Few cities in California are better recognized for the quality of its small-town atmosphere and rich legacy of intact late 19th and early 20th century neighborhoods and residences. South Pasadena also has a strong claim to having the oldest and most historic sites in the San Gabriel Valley.
For many centuries, its adjacency to a natural fording place along the Arroyo Seco had served as a gateway to travel and commerce for aboriginal peoples here and along the coast. It was here that Hahamognas greeted Portola and the missionaries who later established the San Gabriel Mission a few miles to the west. The initial buildings on the Rancho San Pasqual, which subsequently gave birth to the Cities of Pasadena, South Pasadena and Altadena, were built here. The first of these adobe structures became headquarters for General Flores and his staff in 1847 where they agreed to surrender to American forces, ending Mexican Colonial rule in California.
In 1888, South Pasadena incorporated the southern portion of the Indiana Colony and land south and eastward to the Los Angeles border, becoming the sixth municipality in Los Angeles County. With establishment of the Raymond Hotel and the Cawston Ostrich Farm, the small community was able to attract tourists and increasingly large waves of new residents to the Pasadena area in the late 19th and early 20th Centuries. With completion of the Pacific Electric Short Line, putting the entire city within easy walking distance of the "red car" stations, South Pasadena also became a one of the first suburbs of Los Angeles. It is now certainly one of the best-preserved cities, maintaining a small-town quality and humanity in the scale of its buildings, its residential streetscapes and historic commercial core.
It is this legacy and the tradition-minded, small-town atmosphere that has preserved and perpetuated a quality of life that has kept so many long time residents in the community and which continues to attract new residents. It plays no small role in giving South Pasadena an excellent reputation throughout Southern California and the rest of the state as a wonderful place to live, to raise a family and come to shop or visit.
The built environment of South Pasadena reflects its rich heritage. Entire neighborhoods of homes built in the Craftsman, revival or Art Deco styles of 1900-1939 have survived largely intact and are enriched with mature landscaping. A handful of homes from the Victorian era are scattered throughout the community. The historic city center and business district around Mission Street and Meridian Avenue has been listed in the National Register of Historic Places. Many of the City's historic institutional buildings, ranging from religious to civic, continue to play a vital role in town life. These buildings create the historic context within which the numerous historic resources of South Pasadena can be understood and evaluated.

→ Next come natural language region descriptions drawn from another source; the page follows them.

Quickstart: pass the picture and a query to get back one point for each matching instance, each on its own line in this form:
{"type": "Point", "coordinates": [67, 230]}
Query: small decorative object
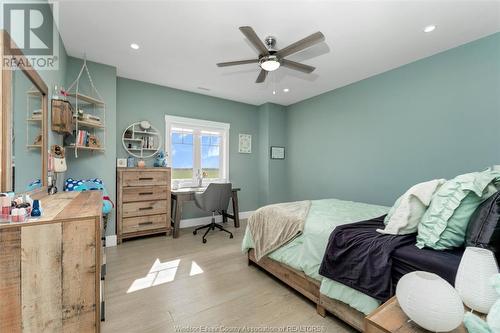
{"type": "Point", "coordinates": [121, 162]}
{"type": "Point", "coordinates": [59, 160]}
{"type": "Point", "coordinates": [278, 153]}
{"type": "Point", "coordinates": [130, 162]}
{"type": "Point", "coordinates": [160, 160]}
{"type": "Point", "coordinates": [94, 142]}
{"type": "Point", "coordinates": [474, 324]}
{"type": "Point", "coordinates": [35, 212]}
{"type": "Point", "coordinates": [245, 144]}
{"type": "Point", "coordinates": [38, 140]}
{"type": "Point", "coordinates": [128, 134]}
{"type": "Point", "coordinates": [141, 140]}
{"type": "Point", "coordinates": [472, 282]}
{"type": "Point", "coordinates": [430, 301]}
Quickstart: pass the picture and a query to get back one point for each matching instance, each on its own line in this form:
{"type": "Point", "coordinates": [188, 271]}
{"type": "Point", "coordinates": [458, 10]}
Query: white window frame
{"type": "Point", "coordinates": [199, 125]}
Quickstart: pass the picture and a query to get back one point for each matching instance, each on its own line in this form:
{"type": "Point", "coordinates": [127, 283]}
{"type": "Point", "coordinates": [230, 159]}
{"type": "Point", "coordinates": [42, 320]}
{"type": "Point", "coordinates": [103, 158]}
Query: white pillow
{"type": "Point", "coordinates": [404, 216]}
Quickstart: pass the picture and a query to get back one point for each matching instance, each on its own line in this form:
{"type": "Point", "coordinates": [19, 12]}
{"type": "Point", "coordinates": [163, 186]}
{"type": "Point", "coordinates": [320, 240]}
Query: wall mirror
{"type": "Point", "coordinates": [24, 104]}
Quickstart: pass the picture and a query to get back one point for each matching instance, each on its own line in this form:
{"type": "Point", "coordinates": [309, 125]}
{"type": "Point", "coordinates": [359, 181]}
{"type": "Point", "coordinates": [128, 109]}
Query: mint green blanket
{"type": "Point", "coordinates": [305, 252]}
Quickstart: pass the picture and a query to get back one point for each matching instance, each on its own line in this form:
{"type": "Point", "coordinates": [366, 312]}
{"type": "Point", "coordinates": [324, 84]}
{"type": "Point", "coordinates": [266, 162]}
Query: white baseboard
{"type": "Point", "coordinates": [188, 223]}
{"type": "Point", "coordinates": [110, 240]}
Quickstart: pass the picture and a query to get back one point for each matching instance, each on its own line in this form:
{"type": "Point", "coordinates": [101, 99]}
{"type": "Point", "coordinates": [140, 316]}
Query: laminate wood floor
{"type": "Point", "coordinates": [160, 284]}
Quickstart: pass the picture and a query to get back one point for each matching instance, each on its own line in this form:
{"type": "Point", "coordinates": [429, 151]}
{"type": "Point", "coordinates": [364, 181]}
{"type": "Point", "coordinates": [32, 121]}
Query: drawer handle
{"type": "Point", "coordinates": [145, 223]}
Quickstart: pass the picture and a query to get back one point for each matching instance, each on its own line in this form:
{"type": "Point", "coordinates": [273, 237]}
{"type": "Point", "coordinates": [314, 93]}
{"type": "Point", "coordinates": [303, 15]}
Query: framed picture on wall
{"type": "Point", "coordinates": [277, 153]}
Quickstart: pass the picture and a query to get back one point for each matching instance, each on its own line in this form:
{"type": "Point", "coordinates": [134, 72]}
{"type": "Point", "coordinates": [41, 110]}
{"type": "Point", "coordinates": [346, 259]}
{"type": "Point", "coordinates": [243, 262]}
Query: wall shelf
{"type": "Point", "coordinates": [87, 99]}
{"type": "Point", "coordinates": [86, 148]}
{"type": "Point", "coordinates": [87, 130]}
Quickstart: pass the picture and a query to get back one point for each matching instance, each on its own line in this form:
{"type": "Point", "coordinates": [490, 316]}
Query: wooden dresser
{"type": "Point", "coordinates": [143, 196]}
{"type": "Point", "coordinates": [50, 268]}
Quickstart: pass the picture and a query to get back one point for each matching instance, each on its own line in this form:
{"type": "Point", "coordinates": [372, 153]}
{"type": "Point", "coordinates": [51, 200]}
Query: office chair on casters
{"type": "Point", "coordinates": [215, 199]}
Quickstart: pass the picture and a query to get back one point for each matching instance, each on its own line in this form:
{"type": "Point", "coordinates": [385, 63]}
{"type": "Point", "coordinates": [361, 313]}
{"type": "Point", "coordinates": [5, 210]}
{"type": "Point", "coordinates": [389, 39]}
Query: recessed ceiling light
{"type": "Point", "coordinates": [269, 63]}
{"type": "Point", "coordinates": [430, 28]}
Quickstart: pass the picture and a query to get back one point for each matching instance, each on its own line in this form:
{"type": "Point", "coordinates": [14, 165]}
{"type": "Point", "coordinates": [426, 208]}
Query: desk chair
{"type": "Point", "coordinates": [215, 199]}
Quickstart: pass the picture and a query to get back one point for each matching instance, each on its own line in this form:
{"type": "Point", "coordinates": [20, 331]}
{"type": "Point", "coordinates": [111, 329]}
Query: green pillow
{"type": "Point", "coordinates": [444, 224]}
{"type": "Point", "coordinates": [454, 234]}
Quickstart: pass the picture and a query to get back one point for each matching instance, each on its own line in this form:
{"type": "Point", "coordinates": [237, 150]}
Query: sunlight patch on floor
{"type": "Point", "coordinates": [160, 273]}
{"type": "Point", "coordinates": [195, 269]}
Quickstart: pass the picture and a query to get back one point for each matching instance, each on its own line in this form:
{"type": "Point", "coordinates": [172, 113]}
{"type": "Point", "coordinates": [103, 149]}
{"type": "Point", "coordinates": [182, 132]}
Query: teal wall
{"type": "Point", "coordinates": [368, 141]}
{"type": "Point", "coordinates": [272, 173]}
{"type": "Point", "coordinates": [372, 140]}
{"type": "Point", "coordinates": [138, 100]}
{"type": "Point", "coordinates": [51, 78]}
{"type": "Point", "coordinates": [97, 164]}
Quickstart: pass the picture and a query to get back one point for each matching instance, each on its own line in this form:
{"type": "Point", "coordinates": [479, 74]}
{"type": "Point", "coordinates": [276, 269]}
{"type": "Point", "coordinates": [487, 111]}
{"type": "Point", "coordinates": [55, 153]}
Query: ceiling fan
{"type": "Point", "coordinates": [270, 59]}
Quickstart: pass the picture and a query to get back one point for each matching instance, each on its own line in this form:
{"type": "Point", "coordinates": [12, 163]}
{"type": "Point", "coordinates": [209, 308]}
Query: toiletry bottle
{"type": "Point", "coordinates": [22, 215]}
{"type": "Point", "coordinates": [35, 211]}
{"type": "Point", "coordinates": [6, 205]}
{"type": "Point", "coordinates": [15, 215]}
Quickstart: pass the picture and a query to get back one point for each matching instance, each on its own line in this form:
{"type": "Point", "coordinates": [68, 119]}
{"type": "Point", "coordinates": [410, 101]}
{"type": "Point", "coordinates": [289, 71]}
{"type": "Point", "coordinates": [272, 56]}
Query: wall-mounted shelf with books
{"type": "Point", "coordinates": [141, 140]}
{"type": "Point", "coordinates": [89, 117]}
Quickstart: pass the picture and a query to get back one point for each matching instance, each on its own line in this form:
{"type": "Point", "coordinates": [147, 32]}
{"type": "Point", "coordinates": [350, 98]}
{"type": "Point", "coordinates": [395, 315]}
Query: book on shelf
{"type": "Point", "coordinates": [148, 142]}
{"type": "Point", "coordinates": [82, 138]}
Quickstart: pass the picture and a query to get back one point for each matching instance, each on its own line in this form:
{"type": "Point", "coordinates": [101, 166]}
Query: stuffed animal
{"type": "Point", "coordinates": [474, 324]}
{"type": "Point", "coordinates": [91, 184]}
{"type": "Point", "coordinates": [160, 160]}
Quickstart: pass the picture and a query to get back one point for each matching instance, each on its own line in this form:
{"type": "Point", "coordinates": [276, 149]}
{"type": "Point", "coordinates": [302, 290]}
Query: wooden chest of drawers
{"type": "Point", "coordinates": [143, 196]}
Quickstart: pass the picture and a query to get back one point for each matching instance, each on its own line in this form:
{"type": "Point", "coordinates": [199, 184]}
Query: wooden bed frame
{"type": "Point", "coordinates": [310, 289]}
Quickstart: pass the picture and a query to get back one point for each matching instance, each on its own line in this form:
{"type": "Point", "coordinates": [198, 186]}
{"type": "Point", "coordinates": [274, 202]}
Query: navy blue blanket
{"type": "Point", "coordinates": [363, 259]}
{"type": "Point", "coordinates": [360, 257]}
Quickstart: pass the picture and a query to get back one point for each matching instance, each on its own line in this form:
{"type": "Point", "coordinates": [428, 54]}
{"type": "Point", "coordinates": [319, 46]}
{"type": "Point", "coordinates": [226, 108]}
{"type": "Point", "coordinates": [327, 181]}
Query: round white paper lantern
{"type": "Point", "coordinates": [430, 301]}
{"type": "Point", "coordinates": [473, 279]}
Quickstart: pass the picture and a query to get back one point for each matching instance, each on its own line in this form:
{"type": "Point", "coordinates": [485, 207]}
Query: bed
{"type": "Point", "coordinates": [297, 262]}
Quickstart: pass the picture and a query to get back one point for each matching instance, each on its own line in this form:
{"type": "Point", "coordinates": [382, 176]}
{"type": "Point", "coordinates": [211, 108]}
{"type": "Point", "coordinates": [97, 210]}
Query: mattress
{"type": "Point", "coordinates": [306, 251]}
{"type": "Point", "coordinates": [410, 258]}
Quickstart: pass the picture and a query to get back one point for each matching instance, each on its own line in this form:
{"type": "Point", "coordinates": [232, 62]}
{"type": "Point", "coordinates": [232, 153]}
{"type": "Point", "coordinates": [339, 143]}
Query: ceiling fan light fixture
{"type": "Point", "coordinates": [269, 63]}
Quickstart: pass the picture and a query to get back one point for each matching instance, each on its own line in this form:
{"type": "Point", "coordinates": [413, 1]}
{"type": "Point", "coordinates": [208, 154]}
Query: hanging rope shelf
{"type": "Point", "coordinates": [89, 117]}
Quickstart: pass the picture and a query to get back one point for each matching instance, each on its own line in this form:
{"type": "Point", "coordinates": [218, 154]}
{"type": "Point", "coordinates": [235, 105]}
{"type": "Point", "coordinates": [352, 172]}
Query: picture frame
{"type": "Point", "coordinates": [277, 153]}
{"type": "Point", "coordinates": [245, 143]}
{"type": "Point", "coordinates": [121, 162]}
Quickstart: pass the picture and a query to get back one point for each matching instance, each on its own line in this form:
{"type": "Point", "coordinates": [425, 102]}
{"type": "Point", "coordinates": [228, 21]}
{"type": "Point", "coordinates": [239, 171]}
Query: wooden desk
{"type": "Point", "coordinates": [182, 195]}
{"type": "Point", "coordinates": [390, 318]}
{"type": "Point", "coordinates": [50, 268]}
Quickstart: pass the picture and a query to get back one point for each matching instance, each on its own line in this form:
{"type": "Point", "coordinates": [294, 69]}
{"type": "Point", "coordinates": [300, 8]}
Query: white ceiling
{"type": "Point", "coordinates": [182, 40]}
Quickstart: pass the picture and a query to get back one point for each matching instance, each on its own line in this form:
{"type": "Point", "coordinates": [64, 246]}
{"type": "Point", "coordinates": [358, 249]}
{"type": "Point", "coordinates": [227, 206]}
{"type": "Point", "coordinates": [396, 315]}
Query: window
{"type": "Point", "coordinates": [197, 147]}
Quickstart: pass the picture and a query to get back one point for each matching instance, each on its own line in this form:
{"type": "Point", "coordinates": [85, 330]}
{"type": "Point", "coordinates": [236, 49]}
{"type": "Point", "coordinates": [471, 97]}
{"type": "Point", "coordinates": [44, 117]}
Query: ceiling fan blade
{"type": "Point", "coordinates": [297, 66]}
{"type": "Point", "coordinates": [304, 43]}
{"type": "Point", "coordinates": [262, 76]}
{"type": "Point", "coordinates": [238, 62]}
{"type": "Point", "coordinates": [254, 39]}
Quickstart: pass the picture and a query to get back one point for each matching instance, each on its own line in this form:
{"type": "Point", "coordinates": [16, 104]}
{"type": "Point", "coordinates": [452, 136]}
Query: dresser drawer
{"type": "Point", "coordinates": [146, 178]}
{"type": "Point", "coordinates": [142, 208]}
{"type": "Point", "coordinates": [135, 224]}
{"type": "Point", "coordinates": [150, 193]}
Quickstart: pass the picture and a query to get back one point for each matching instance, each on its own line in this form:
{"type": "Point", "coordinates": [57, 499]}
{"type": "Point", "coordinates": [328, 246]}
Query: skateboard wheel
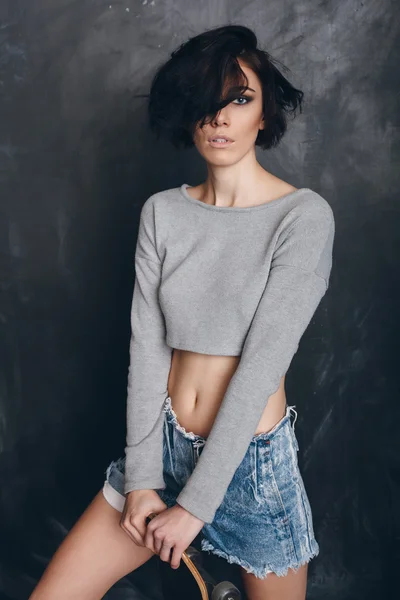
{"type": "Point", "coordinates": [225, 590]}
{"type": "Point", "coordinates": [195, 555]}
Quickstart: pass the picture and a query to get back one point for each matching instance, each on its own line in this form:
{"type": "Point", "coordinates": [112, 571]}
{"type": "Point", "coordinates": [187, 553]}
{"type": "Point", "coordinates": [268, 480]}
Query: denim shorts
{"type": "Point", "coordinates": [264, 523]}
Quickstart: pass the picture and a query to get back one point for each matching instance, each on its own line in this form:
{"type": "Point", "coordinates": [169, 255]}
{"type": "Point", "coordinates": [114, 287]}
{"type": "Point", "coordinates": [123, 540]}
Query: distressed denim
{"type": "Point", "coordinates": [264, 523]}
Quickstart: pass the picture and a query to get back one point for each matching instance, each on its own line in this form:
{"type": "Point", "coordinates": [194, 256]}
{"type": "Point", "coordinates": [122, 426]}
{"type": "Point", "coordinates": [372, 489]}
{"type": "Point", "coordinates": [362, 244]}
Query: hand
{"type": "Point", "coordinates": [138, 505]}
{"type": "Point", "coordinates": [173, 529]}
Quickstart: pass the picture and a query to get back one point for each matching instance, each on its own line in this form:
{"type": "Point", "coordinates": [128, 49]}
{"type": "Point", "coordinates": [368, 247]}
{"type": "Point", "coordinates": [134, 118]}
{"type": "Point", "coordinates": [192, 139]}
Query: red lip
{"type": "Point", "coordinates": [213, 137]}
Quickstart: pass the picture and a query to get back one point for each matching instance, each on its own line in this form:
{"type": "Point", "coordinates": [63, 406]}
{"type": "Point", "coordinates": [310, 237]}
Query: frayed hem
{"type": "Point", "coordinates": [259, 573]}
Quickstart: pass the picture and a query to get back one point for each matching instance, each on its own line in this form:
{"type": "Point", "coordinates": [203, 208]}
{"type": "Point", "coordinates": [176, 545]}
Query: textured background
{"type": "Point", "coordinates": [76, 165]}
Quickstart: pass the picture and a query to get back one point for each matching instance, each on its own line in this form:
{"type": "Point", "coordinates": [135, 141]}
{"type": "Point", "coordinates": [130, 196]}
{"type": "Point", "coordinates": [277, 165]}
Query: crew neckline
{"type": "Point", "coordinates": [185, 194]}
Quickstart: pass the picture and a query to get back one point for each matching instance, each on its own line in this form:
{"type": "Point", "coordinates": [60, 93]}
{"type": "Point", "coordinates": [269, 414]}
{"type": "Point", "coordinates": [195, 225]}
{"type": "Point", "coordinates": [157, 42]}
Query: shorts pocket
{"type": "Point", "coordinates": [277, 472]}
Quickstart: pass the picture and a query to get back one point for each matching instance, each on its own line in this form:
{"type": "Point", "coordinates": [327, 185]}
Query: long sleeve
{"type": "Point", "coordinates": [297, 281]}
{"type": "Point", "coordinates": [150, 361]}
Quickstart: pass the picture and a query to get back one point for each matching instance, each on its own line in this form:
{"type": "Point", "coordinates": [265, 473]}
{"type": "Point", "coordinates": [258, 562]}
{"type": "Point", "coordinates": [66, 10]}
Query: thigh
{"type": "Point", "coordinates": [95, 554]}
{"type": "Point", "coordinates": [292, 586]}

The preservation movement in South Pasadena began in 1970 when South Pasadena Beautiful created a sub- committee to study ways and means to promote historic preservation in the community. Eventually, the subcommittee became the Jean Driskel Foundation, later renamed the South Pasadena Preservation Foundation, a private non-profit organization. The City restored the 1888 Meridian Iron Works building, which now serves as a historical museum and base for the Preservation Foundation.